Though I have been much enjoying the new Nickenson Prud'homme cd, it must be said that the Haitian music that has been inspiring most as of late still continues to be the memory of the fantastic concert I saw at Le Latanier (just up the road from the Teleco building) in Port-au-Prince at the end of July. It was the debut show of Chill, the new band from former K-Dans singer Jude Jean, and will go down in my memory as one of the most enjoyable shows I've seen in Haiti. Maybe it was the Caribbean night, the swaying palms or the plentiful Prestige, but I think what really had the crowd dancing in fine compas rubbing style was some excellent sinuous rhythms that used keyboard lines to great effect but still enjoyed the presence of a full band. The guitarist Paul Claudel Célestin particulary shone, reminding one a bit of Magnum Band's Dadou Pasquet from years back. Word has it that Chill will be playing a few gigs stateside in the early fall and judging from their Port-au-Prince show they are worth checking out, certainement. It never ceases to amaze: Haitian politicians may be largely opportunists seeking the support of craven or gullible foreigners, but the country's musicians never disappoint in reaffirming my belief that Haiti has the most vibrant and diverse music scene in the entire Caribbean. It's nourishing stuff. Sonje lapli ki leve mayi ou.

Saturday, August 19, 2006

An unromanticized look at the Mafia and its victims


Speaking of principled magistrates and their struggles against rancid politico-criminal actors and their bought-off cadres, I recently saw a powerfully moving documentary on the Italian judge Giovanni Falcone and his colleague Paolo Borsellino. Excellent Cadavers traces the lives and careers of the two prosecutors as they held the Sicilian mob and its political allies to account in the 1986-87 Maxi Trial, during which 360 Mafiosi were convicted of serious crimes. A film that strips away any romance surrounding an organization of cheap, criminal thugs, the movie's emotional punch builds up to its tragic climax, when Falcone is killed with his wife and three policemen by a bomb on a road outside of Sicily's capital, Palermo, on May 23, 1992. Borsellino was killed (along with five policeman) by a car bomb in Via D'Amelio less than two months later. A reminder that the struggle against impunity is not confined to far-away countries. The airport is Palermo is now renamed the Falcone-Borsellino Airport.

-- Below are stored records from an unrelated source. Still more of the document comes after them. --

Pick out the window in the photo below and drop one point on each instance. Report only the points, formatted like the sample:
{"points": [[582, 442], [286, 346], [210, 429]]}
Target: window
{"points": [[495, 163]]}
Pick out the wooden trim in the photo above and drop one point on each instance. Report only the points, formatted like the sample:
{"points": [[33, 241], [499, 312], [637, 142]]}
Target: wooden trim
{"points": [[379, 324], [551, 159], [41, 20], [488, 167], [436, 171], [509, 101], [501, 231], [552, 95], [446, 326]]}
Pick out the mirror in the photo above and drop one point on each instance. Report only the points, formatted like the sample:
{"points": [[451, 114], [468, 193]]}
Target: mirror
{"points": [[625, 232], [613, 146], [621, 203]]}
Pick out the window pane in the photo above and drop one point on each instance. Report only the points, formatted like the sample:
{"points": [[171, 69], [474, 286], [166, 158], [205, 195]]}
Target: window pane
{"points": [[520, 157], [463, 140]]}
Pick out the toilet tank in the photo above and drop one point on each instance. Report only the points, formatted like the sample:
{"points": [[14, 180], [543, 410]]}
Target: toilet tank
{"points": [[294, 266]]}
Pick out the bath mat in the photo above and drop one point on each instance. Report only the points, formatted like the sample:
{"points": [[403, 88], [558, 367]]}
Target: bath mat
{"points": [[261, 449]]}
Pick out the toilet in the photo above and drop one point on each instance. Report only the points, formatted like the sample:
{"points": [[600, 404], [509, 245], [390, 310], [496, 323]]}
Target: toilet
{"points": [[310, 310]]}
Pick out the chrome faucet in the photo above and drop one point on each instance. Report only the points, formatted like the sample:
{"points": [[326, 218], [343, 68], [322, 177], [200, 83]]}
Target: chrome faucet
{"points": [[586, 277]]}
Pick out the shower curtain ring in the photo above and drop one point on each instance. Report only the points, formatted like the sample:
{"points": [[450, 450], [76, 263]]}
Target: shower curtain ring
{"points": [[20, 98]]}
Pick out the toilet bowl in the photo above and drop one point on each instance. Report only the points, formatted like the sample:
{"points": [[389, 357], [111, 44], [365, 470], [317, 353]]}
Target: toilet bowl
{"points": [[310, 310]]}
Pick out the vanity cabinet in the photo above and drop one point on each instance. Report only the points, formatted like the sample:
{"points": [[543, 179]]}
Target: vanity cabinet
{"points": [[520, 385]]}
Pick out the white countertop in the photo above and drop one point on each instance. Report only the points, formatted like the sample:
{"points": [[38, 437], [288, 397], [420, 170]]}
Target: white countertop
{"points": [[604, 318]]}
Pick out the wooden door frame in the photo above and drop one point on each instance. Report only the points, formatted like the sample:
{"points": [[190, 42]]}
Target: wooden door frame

A good man back on the job?

Good news from Haiti today, as it appears that none other than Claudy Gassant is back, and was greeted at the airport by Police nationale d’Haïti (PNH) Directeur Général Mario Andrésol . Haiti-watchers will recall the heroic way in which Gassant persevered in his investigation of the murder of Haiti's best-known journalist, Radio Haiti-Inter director Jean-Léopold Dominique, and that station's caretaker Jean-Claude Louissaint, gunned down on the morning of April 3, 2000, despite great risk to his own life. With the return of Gassant, driven into exile in early 2002, the presence of Andrésol (jailed without trial and also driven into exile under the government of Jean-Bertrand Aristide) and the selection of Luc-Eucher Joseph, Secretary of State for Public, the tide may finally begin to turn against the impunity that has for so long helped to strangle this Caribbean nation no matter who was in power. Let's wish them the best of luck as they will need it.